Bill Gates "Business @ the Speed of Thought" continues to kick out a few goodies ..I have highlights and corners folded all over my copy.
"Medium-size and Small companies can take advantage of the boundary-changing capabilities of the Web to act much bigger than they are without adding employees or offices. A small company with the right expertise can bid on and spearhead movie productions, a construction project, or an advertising campaign. By assembling other companies and professionals quickly, it can act as a virtual large company to see the project to a profitable end. Because the team can be disbanded at the end of the project, the company can manage labor resources without the administrative overhead of a large full-time staff. Smaller Companies can use the Web to scale without permanent mass."-- p 135
In an advocacy and campaign contexts these dynamics are important for several reasons. First, campaign efforts become bog down in a slow tempo legislative battle permanent mass becomes dead weight as political winds shift.

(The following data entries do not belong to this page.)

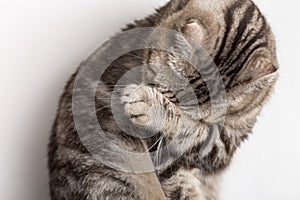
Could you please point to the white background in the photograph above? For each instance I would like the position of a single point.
(42, 43)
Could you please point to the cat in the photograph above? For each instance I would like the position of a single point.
(241, 44)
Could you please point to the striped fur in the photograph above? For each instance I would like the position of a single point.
(239, 41)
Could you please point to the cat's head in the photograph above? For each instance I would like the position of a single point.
(236, 37)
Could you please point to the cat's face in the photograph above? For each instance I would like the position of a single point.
(233, 33)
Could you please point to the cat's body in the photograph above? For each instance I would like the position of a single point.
(236, 36)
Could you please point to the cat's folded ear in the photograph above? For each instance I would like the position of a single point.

Second, small groups that could bid on "big projects" are often discounted as "vendors" because heavy hitter donors have not figured out how to work with smaller brands (lots of small grants are harder to give than one big one) They frequently do not give small groups access to the same capital flows.
Finally, many of the forces of the changing boundaries are blocked by traditional rules, management perspective and behaviors. Grant programs are "siloed", legal restrictions on IP, software and deployment of staff limit the ability of groups to swap staff and other assets.
Bill wraps up the chapter with a question "Do your digital systems" help you load balance work more efficiently?" As a movement of many causes and projects, do we have any capacity at all to load-balance?
Network-centric advocacy strategy is dependent on these boundary-changing dynamics.